Марина же улыбнулась ему с особенной нежностью. Знать бы, что так будет, он бы все стихи Мандельштама выучил наизусть.

Неподалёку от дома с мемориальной доской располагался детский парк «Орлёнок», а в нём – памятник Мандельштаму. Поэт стоял с откинутой назад головой – таким его отобразил скульптор.

– Не всем этот памятник нравится, – сказала Марина, – но хорошо уже то, что он есть.

У Ирины Сергеевны ещё оставались астры, и она добавила их к уже лежавшим цветам.

– А сейчас мы пойдём как раз на ту улицу, о которой поэт написал те стихи. Это не близко, но погода хорошая, думаю, можно немножко пройтись? – спросила Марина.

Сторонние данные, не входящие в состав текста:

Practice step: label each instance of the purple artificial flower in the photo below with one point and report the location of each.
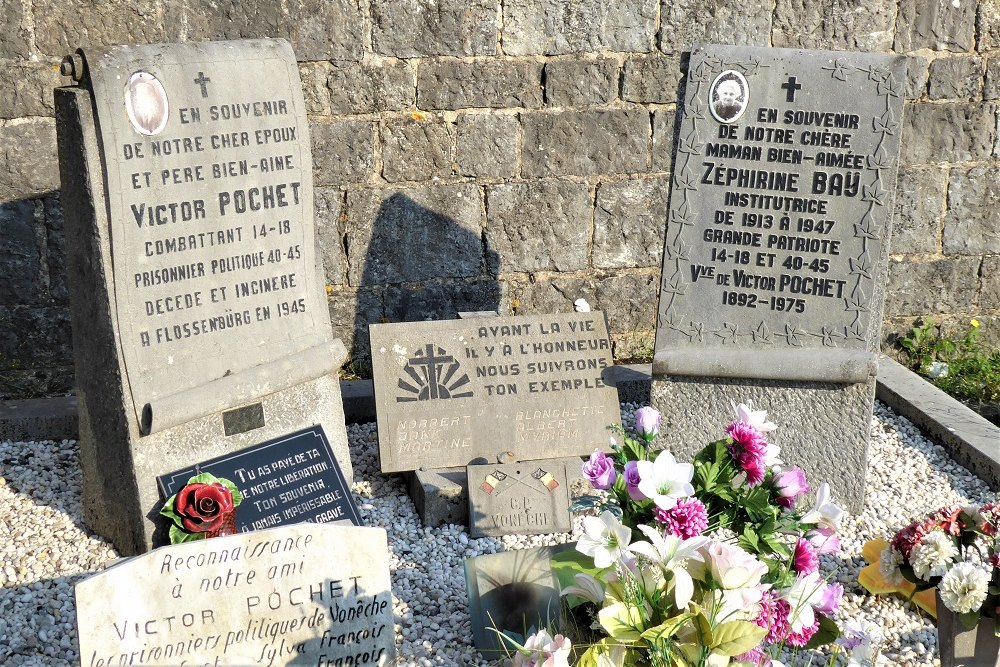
(631, 474)
(830, 604)
(600, 470)
(749, 451)
(790, 485)
(687, 519)
(805, 560)
(647, 422)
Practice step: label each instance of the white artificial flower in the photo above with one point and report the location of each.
(604, 539)
(933, 555)
(757, 418)
(888, 566)
(824, 513)
(665, 480)
(805, 593)
(671, 554)
(964, 588)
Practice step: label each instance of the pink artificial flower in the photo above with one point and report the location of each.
(790, 485)
(749, 451)
(600, 470)
(631, 474)
(647, 422)
(805, 560)
(830, 604)
(824, 540)
(687, 519)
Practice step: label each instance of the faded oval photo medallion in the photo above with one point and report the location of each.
(146, 103)
(729, 96)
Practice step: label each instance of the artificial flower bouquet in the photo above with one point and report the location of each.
(957, 550)
(714, 562)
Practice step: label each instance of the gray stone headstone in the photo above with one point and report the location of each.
(776, 251)
(304, 594)
(198, 307)
(452, 391)
(526, 498)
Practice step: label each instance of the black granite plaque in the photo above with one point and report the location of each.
(453, 391)
(777, 238)
(290, 479)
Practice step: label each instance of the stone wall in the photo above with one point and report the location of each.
(511, 154)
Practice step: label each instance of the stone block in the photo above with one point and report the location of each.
(917, 75)
(329, 218)
(989, 298)
(970, 224)
(343, 151)
(629, 223)
(397, 235)
(340, 35)
(957, 77)
(928, 288)
(585, 143)
(487, 145)
(498, 84)
(551, 27)
(988, 25)
(388, 85)
(417, 150)
(539, 226)
(28, 164)
(28, 89)
(991, 88)
(837, 24)
(417, 28)
(14, 38)
(947, 133)
(574, 83)
(59, 28)
(919, 205)
(684, 23)
(20, 254)
(940, 25)
(440, 301)
(664, 122)
(652, 79)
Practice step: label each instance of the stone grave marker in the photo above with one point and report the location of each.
(518, 498)
(304, 594)
(200, 323)
(449, 392)
(286, 480)
(776, 251)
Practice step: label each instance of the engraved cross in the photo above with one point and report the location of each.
(791, 86)
(203, 81)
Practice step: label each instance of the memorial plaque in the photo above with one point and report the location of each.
(778, 224)
(209, 193)
(776, 252)
(304, 594)
(197, 300)
(286, 480)
(518, 499)
(451, 391)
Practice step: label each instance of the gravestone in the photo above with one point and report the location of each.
(526, 498)
(200, 324)
(450, 392)
(304, 594)
(776, 252)
(286, 480)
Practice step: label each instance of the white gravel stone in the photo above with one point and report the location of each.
(45, 548)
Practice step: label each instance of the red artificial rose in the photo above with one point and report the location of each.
(202, 507)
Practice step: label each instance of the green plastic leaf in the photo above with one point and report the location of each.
(735, 637)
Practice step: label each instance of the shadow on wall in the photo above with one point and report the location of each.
(421, 264)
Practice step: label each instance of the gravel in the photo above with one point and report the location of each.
(45, 548)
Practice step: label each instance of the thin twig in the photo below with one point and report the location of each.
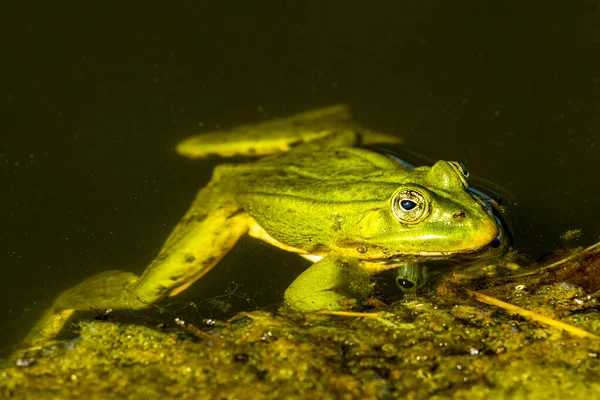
(533, 316)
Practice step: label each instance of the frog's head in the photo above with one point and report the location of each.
(431, 214)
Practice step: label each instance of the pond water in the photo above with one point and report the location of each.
(96, 99)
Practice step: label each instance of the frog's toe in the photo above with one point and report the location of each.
(317, 301)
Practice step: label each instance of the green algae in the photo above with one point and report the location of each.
(438, 345)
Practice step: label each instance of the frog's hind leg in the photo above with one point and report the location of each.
(281, 134)
(203, 237)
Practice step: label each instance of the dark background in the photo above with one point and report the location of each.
(96, 96)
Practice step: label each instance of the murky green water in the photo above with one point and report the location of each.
(95, 98)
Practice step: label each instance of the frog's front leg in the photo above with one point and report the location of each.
(328, 285)
(203, 237)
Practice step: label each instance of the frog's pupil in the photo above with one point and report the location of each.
(408, 204)
(405, 284)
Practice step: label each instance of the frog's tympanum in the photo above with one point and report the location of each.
(351, 211)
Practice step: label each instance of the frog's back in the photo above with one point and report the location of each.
(322, 175)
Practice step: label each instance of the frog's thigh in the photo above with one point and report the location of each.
(325, 285)
(194, 247)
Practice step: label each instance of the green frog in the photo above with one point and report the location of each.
(352, 211)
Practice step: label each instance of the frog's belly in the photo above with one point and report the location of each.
(258, 232)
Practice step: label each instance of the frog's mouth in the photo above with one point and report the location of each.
(493, 248)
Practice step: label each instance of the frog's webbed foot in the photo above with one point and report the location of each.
(328, 285)
(199, 242)
(107, 290)
(281, 134)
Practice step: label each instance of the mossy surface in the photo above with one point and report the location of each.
(440, 345)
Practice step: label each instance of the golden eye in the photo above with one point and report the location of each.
(409, 206)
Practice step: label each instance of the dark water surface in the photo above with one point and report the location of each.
(96, 97)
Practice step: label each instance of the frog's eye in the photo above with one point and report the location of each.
(462, 171)
(409, 206)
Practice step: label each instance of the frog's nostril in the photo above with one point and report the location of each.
(460, 215)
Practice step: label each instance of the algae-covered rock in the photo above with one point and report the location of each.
(437, 345)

Все согласились, а Лёшка оглянулась и вдруг опять заметила парня в клетчатой кепке. И снова он заскочил за угол, словно не хотел, чтобы она его увидела. Или это не тот, а совсем другой человек? Кому нужно следить за ними?

Она нагнала остальных и пошла по осеннему городу, любуясь раскрасом опавших листьев. Сказать Ромке или нет? А он глазел по сторонам и отмечал местные достопримечательности.

– Ух ты, какая башня! Отовсюду торчит, я её сразу заметил. Что это за домина такой?

– Управление Юго-восточной железной дороги А напротив – Петровский сквер, – сказала Марина. – Видите памятник Петру Первому?

А над Петром воронежским – вороны,

Да тополя, и свод светло-зелёный,

Размытый, мутный, в солнечной пыли…

– Так написала Ахматова. Но она видела другой памятник. Фашисты в сорок втором году его переплавили, а новый был установлен лишь в пятьдесят шестом. Однако пушки и якоря остались те же, один из них, по преданию, самим Петром выкован.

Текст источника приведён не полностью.